Neily Julia, Mills Peter D, Eldridge Noel, Dunn Edward J, Samples Carol, Turner James R, Revere Audrey, DePalma Ralph G, Bagian James P
Department of Veterans Affairs, Veterans Health Administration, White River Junction, VT 05009, USA.
Arch Surg. 2009 Nov;144(11):1028-34. doi: 10.1001/archsurg.2009.126.
To describe incorrect surgical procedures reported from Veterans Health Administration (VHA) Medical Centers from 2001 to mid-2006 and provide proposed solutions for preventing such events.
Descriptive study.
Veterans Health Administration Medical Centers.
Veterans of the US Armed Forces.
The VHA instituted an initial directive, "Ensuring Correct Surgery and Invasive Procedures," in January 2003. The directive was updated in 2004 to include non-operating room (OR) invasive procedures and incorporated requirements of The Joint Commission Universal Protocol for preventing wrong-site operations.
The categories included 5 incorrect event types (wrong patient, side, site, procedure, or implant), major or minor surgical procedures, location in or out of the OR, therapeutic or diagnostic events, adverse event or close call, inpatient or ambulatory events, specialty department, body segment, and severity and probability of harm.

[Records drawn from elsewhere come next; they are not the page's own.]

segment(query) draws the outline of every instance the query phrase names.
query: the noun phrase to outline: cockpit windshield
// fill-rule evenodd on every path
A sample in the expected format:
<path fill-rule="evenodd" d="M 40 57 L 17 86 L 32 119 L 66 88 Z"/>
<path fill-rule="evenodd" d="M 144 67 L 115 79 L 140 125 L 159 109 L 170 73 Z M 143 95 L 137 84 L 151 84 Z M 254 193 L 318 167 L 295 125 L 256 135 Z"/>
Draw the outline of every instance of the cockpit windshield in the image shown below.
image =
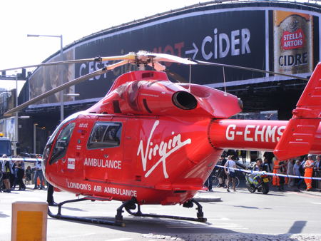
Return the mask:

We reviewed 342 reported events (212 adverse events and 130 close calls). Of these, 108 adverse events (50.9%) occurred in an OR, and 104 (49.1%) occurred elsewhere. When examining adverse events only, ophthalmology and invasive radiology were the specialties associated with the most reports (45 [21.2%] each), whereas orthopedics was second to ophthalmology for number of reported adverse events occurring in the OR. Pulmonary medicine cases (such as wrong-side thoracentesis) and wrong-site cases (such as wrong spinal level) were associated with the most harm. The most common root cause of events was communication (21.0%).
Incorrect ophthalmic and orthopedic surgical procedures appear to be overrepresented among adverse events occurring in ORs. Outside the OR, adverse events by invasive radiology were most frequently reported. Incorrect surgical procedures are not only an OR challenge but also a challenge for events occurring outside of the OR. We support earlier communication based on crew resource management to prevent surgical adverse events.
描述2001年至2006年年中退伍军人健康管理局(VHA)医疗中心报告的手术操作失误情况,并提出预防此类事件的建议解决方案。
描述性研究。
退伍军人健康管理局医疗中心。
美国武装部队退伍军人。
VHA于2003年1月发布了一项初始指令“确保正确的手术和侵入性操作”。该指令于2004年更新,纳入了非手术室(OR)侵入性操作,并纳入了联合委员会预防手术部位错误操作通用协议的要求。
类别包括5种错误事件类型(错误的患者、侧别、部位、手术或植入物)、大手术或小手术、手术室内外的位置、治疗或诊断事件、不良事件或险些发生的不良事件、住院或门诊事件、专科科室、身体部位以及伤害的严重程度和可能性。
我们审查了342起报告事件(212起不良事件和130起险些发生的不良事件)。其中,108起不良事件(50.9%)发生在手术室,104起(49.1%)发生在其他地方。仅检查不良事件时,眼科和介入放射学是报告最多的专科(各45起[21.2%]),而骨科在手术室发生的报告不良事件数量上仅次于眼科。肺部疾病病例(如错误侧胸腔穿刺)和错误部位病例(如错误的脊柱节段)造成的伤害最大。事件最常见的根本原因是沟通(21.0%)。
在手术室发生的不良事件中,眼科和骨科手术操作失误似乎占比过高。在手术室之外,介入放射学的不良事件报告最为频繁。手术操作失误不仅是手术室面临的挑战,也是手术室之外发生的事件面临的挑战。我们支持基于团队资源管理的早期沟通,以预防手术不良事件。